Lizzie Murphy was good at baseball. In fact, she was better than most of the boys. But she was born in 1900, and back then baseball was not a game for girls. Lizzie practiced with her brother anyway, and then she talked her way onto the local boys' team, first as a batboy, then as a player. Everyone was impressed by her hard catches and fast pitches. By the time she turned fifteen, she was playing for two different amateur boys' teams. When she turned eighteen, Lizzie did something else that women weren't supposed to do: she signed up with a professional baseball team, determined to earn her living playing the game.



About the Author

Emily Arnold McCully

Emily Arnold McCully was born left-handed in Galesburg, Illinois. She was a dare-devil tree-climber and ball-player who loved to write stories and illustrate them. Her family moved to New York City and then to a suburb, where she attended school. After college at Brown University, she earned a Master's degree at Columbia University in art history.

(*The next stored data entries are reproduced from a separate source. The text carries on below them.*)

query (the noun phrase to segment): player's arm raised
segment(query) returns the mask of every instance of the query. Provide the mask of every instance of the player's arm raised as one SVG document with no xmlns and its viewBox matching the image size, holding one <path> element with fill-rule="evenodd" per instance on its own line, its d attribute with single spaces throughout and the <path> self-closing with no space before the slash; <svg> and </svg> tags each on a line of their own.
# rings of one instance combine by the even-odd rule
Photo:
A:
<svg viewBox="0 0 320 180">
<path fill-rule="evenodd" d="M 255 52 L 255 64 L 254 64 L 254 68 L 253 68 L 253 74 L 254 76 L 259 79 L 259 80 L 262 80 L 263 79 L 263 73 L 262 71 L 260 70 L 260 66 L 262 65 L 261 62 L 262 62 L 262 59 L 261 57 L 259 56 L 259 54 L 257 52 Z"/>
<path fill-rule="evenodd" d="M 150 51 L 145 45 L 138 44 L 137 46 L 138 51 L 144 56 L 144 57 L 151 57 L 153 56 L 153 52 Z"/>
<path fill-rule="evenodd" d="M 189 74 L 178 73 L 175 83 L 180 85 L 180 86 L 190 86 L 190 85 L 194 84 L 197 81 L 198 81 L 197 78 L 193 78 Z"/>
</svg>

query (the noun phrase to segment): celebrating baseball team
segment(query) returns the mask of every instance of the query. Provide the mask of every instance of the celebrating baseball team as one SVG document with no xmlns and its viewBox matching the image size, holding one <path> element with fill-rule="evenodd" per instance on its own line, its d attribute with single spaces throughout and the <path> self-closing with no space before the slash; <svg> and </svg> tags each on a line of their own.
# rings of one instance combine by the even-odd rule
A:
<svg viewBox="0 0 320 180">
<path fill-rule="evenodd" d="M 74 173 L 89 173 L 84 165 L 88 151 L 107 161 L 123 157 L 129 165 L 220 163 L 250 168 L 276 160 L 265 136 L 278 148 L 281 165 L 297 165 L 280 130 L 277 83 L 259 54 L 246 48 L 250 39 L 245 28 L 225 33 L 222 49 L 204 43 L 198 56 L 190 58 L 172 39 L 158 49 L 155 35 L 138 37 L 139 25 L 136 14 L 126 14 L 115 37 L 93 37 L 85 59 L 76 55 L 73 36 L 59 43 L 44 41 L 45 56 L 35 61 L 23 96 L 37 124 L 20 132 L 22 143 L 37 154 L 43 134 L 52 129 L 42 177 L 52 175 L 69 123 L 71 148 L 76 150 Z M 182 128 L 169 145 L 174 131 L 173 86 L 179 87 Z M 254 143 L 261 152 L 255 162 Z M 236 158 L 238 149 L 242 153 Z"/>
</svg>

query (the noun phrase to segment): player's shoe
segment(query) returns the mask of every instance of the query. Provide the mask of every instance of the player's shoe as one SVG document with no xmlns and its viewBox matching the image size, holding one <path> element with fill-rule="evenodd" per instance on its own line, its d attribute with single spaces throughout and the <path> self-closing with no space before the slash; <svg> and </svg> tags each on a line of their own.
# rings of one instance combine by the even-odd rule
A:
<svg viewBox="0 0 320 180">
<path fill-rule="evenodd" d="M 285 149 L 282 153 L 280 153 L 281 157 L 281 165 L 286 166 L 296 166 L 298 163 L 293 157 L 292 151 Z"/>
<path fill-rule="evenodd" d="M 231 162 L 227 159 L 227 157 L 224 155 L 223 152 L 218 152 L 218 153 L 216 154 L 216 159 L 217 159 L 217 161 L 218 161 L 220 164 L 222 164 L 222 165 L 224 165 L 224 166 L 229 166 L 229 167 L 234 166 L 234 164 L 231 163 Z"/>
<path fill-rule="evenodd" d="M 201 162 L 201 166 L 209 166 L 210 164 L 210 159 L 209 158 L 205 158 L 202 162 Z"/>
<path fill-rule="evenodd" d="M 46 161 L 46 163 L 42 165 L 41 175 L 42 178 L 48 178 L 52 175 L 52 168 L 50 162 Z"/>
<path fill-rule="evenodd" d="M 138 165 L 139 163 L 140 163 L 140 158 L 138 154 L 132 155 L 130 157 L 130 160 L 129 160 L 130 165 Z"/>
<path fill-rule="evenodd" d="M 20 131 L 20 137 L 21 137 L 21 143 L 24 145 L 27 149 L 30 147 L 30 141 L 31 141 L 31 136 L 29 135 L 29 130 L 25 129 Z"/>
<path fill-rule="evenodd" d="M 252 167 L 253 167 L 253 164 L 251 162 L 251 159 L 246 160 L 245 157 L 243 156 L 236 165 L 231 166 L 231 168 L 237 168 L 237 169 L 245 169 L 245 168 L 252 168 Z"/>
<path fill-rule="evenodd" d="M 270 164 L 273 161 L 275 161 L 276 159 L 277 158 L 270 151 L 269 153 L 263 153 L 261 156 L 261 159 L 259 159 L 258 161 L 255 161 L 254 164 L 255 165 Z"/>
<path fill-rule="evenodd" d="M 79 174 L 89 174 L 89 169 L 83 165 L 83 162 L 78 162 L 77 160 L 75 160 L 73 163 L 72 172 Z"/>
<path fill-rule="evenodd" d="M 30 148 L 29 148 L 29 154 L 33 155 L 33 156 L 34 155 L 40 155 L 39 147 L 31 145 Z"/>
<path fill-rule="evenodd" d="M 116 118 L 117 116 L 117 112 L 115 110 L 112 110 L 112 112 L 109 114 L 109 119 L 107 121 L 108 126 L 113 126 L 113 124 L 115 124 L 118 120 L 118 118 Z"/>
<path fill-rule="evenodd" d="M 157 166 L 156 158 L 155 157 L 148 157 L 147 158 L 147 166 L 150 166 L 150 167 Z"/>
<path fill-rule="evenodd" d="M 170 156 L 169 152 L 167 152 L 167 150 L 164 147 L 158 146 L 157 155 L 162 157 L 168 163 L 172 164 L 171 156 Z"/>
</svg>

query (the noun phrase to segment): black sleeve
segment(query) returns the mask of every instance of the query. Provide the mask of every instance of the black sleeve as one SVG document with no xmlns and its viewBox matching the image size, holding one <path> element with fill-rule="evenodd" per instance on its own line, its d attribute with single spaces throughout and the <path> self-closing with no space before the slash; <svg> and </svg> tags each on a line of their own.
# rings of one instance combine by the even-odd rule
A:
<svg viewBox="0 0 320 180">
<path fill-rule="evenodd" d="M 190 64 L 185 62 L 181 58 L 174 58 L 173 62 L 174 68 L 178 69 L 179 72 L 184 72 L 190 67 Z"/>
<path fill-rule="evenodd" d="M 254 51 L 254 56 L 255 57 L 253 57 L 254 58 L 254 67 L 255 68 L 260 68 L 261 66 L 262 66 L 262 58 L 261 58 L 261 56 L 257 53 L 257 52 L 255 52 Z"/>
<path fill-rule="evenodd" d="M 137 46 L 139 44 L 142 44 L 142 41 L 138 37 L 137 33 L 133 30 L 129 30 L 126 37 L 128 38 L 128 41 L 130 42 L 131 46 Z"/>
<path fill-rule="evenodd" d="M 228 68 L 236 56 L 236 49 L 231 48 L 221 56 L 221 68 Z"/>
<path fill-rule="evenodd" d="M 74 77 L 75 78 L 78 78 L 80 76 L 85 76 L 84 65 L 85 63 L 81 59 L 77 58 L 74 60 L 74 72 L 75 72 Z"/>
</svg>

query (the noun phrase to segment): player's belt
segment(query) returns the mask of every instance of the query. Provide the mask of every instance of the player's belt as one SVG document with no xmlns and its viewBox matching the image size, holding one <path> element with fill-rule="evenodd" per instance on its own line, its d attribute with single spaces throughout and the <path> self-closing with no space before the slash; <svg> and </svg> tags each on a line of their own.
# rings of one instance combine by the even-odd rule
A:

She worked as a freelance illustrator for magazines, advertisements and book publishers until a radio station commissioned a series of posters showing children playing. The first appeared in subway cars, where it was seen by a children's book editor. It launched a long career, first as an illustrator, then as author/illustrator of picture books. McCully won a Caldecott Medal in 1993. She has two grown sons, one grandson and lives in New York City and Columbia County, N.Y., where she grows flowers and vegetables.